Neben den beiden ZW-Reglementen zu Thermoplast-Kunststoffen und Metallen:
- ZW102/1A Materialien in Kontakt mit Trinkwasser – Hygienische Beurteilung von organischen Materialien: A) Thermoplast-Kunststoffe;
- ZW102/2 Materialien in Kontakt mit Trinkwasser – Hygienische Beurteilung von anorganischen metallischen Materialien: Metalle, Metalllegierungen und Metallüberzüge,
die bereits am 1. Juli 2026 erschienen waren, wurden nun auch die folgenden Reglemente der ZW102/ff-Serie zur hygienischen Beurteilung von Trinkwasserkontaktmaterialien angepasst und veröffentlicht:
- ZW102/1B «Materialien in Kontakt mit Trinkwasser – Hygienische Beurteilung von organischen Materialien: B) Duroplast-Kunststoffe (Beschichtungen o.Ä.)»
- ZW102/1C «Materialien in Kontakt mit Trinkwasser – Hygienische Beurteilung von organischen Materialien: C) Elastomere»
- ZW102/1D «Materialien in Kontakt mit Trinkwasser – Hygienische Beurteilung von organischen Materialien: D) Schmierstoffe»
- ZW102/1E «Materialien in Kontakt mit Trinkwasser – Hygienische Beurteilung von organischen Materialien: E) Silikone»

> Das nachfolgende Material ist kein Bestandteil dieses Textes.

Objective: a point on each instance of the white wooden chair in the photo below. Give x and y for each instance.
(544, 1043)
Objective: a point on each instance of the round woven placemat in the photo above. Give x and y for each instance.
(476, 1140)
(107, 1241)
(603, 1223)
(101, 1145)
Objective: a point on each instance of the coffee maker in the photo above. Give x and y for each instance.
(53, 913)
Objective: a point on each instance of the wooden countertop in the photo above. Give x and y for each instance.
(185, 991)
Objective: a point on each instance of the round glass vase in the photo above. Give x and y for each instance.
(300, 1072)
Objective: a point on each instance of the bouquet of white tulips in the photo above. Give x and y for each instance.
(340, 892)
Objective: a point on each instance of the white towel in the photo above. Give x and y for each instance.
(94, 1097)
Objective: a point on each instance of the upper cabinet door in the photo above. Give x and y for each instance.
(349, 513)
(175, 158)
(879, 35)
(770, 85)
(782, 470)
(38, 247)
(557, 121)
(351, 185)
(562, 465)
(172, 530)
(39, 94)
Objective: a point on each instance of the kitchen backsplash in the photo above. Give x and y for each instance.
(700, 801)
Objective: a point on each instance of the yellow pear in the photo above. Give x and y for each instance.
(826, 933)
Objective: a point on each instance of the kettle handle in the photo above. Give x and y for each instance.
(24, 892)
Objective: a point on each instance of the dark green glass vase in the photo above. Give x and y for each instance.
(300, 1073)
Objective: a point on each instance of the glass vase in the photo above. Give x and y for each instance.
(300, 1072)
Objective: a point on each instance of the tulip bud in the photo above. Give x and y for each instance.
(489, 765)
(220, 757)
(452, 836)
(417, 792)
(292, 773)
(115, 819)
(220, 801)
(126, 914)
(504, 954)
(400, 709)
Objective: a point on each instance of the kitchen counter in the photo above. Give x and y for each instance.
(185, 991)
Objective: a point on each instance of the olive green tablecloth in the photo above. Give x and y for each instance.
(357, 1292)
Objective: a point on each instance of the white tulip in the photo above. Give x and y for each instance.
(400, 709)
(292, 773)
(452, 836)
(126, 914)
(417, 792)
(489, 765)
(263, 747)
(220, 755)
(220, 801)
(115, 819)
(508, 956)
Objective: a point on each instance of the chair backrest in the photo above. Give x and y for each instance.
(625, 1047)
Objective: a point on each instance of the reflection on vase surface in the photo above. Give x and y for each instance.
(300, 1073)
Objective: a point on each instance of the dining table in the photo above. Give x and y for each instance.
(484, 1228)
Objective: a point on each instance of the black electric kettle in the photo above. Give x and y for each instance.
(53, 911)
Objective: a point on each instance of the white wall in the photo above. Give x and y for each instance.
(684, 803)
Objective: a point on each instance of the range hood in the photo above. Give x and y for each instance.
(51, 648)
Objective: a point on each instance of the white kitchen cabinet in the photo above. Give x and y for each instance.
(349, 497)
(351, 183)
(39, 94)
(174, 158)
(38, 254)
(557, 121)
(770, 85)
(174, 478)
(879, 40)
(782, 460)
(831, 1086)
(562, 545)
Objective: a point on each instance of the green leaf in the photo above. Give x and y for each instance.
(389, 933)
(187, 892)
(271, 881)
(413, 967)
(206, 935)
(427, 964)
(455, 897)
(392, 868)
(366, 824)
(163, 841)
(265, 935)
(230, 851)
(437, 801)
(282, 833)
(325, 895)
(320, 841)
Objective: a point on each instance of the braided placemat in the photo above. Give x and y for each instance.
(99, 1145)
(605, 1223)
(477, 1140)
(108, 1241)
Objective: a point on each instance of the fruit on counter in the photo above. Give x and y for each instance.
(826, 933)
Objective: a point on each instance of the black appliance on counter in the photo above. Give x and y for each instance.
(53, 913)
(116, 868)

- ZW102/1F «Materialien in Kontakt mit Trinkwasser – Hygienische Beurteilung von organischen Materialien: F) Bauhilfsstoffe»
- ZW102/3 «Materialien in Kontakt mit Trinkwasser – Hygienische Beurteilung von zementgebundenen Werkstoffen»
- ZW102/4A «Materialien in Kontakt mit Trinkwasser – Hygienische Beurteilung von anorganischen nichtmetallischen Materialien: A) Email inkl. anderer glasartiger Materialien»
- ZW102/4B «Materialien in Kontakt mit Trinkwasser – Hygienische Beurteilung von anorganischen nichtmetallischen Materialien: B) Keramik
Damit sind alle Reglemente der ZW102/ff-Serie auf dem neusten Stand und um die Vorgaben der EU-Trinkwasserrichtlinie für Trinkwasserkontaktmaterialien erweitert. Die bis anhin geltenden Vorgaben werden weiterhin beibehalten. Somit können für die durch die EU definierte Übergangszeit (vom 1. Januar 2027 bis zum 31. Dezember 2032) wahlweise entweder die EU-Vorgaben oder die bisher geltenden (länderspezifischen) Vorgaben genutzt werden.